Managing crypto assets can be complicated and has proven to be a barrier of entry for many investors looking to enter the market. Even with advanced custody solutions and more user-friendly interfaces hitting the market, self custody in a digital world is no easy feat.
Crypto assets must be stored in a hot or cold wallet. Crypto wallets store a string of numbers and letters known as a private key. Private keys are used to unlock users' addresses (the unique IDs required to make and receive payments). For a crypto transaction to occur, two parties need to share their addresses, and the blockchain then needs to verify them to make sure each party has the necessary funds. Unlike private keys, addresses can be public and can’t be used to authorize movement of your funds. Similar to a bank account number, knowledge of your crypto wallet address can only equate to someone sending you value (authorized or not).
Understanding how to best store custody information, and the difference between crypto wallet types, is a crucial first step to entering the crypto market. Keep reading to learn more.
For comparison sake, think of a hot wallet as your checking account and a cold wallet as a safety deposit box. Crypto assets you hold in a hot wallet are connected to the internet and are instantly available for transacting. Hot wallets are usually best suited for small holdings, similar to the type of wallets people use to carry their everyday cash. On the other hand, cold wallets are kept completely offline and are therefore better suited to store large amounts of savings.
Breaking Down Hot Storage
Hot storage refers to any crypto wallet that is run through an internet connected system. Hot wallets can be run on the cloud, a mobile device, or a desktop. Depending on the system, the user may or may not be in control of their private keys. A hot wallet can provide users with a convenient way to access their crypto assets on the go and can make sending or receiving crypto simple.

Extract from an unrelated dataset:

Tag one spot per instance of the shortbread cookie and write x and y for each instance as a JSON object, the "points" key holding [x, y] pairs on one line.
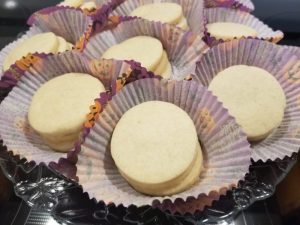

While there is a benefit to having ready access to your funds, the fact that the crypto wallet is connected to the internet presents additional vectors of attack by malicious third parties. How the private keys are stored and generated, whether the user has full and sole access to the private keys, among other factors should be taken into consideration when using a hot wallet.
- Major retail exchanges utilize hot wallets (these are often called “hosted” hot wallets as the asset owners forego private keys to let exchanges more easily manage assets)
- Most wallets that you can download to your phone are hot wallets.
Breaking Down Cold Storage
Cold storage is offline storage. By not storing the private keys on an internet enabled device, you are mitigating many of the risks inherent to hot wallets. Cold wallets may enable users to receive, send, and sign transactions from a USB, hard drive, or offline computer, with the broadcasting of the transaction being completed through an internet enabled device. Since the private keys aren’t in contact with an online server, there are fewer vectors of attack from wannabe hackers.
Cold crypto wallets may require users to keep track of an additional physical object and are less convenient for accessing your funds quickly or on the go.
Example of cold storage would be:
- Paper wallet: Writing keys on a piece of physical paper
- USB device
Which is better?
Hot and cold crypto wallets offer different advantages, and most crypto users chose to utilize both, holding some of their assets in a hot wallet for everyday transactions, and the rest in cold storage for safekeeping.
If you choose to manage your assets on a crypto exchange, you're likely utilizing their version of a hot wallet. Though, many exchanges hold their customer's assets in a mix of hot and cold wallets to provide both liquidity and security to their users.
Choosing the right mix of hot and cold storage is a personal decision and should be thought through based on your individual crypto trading strategy.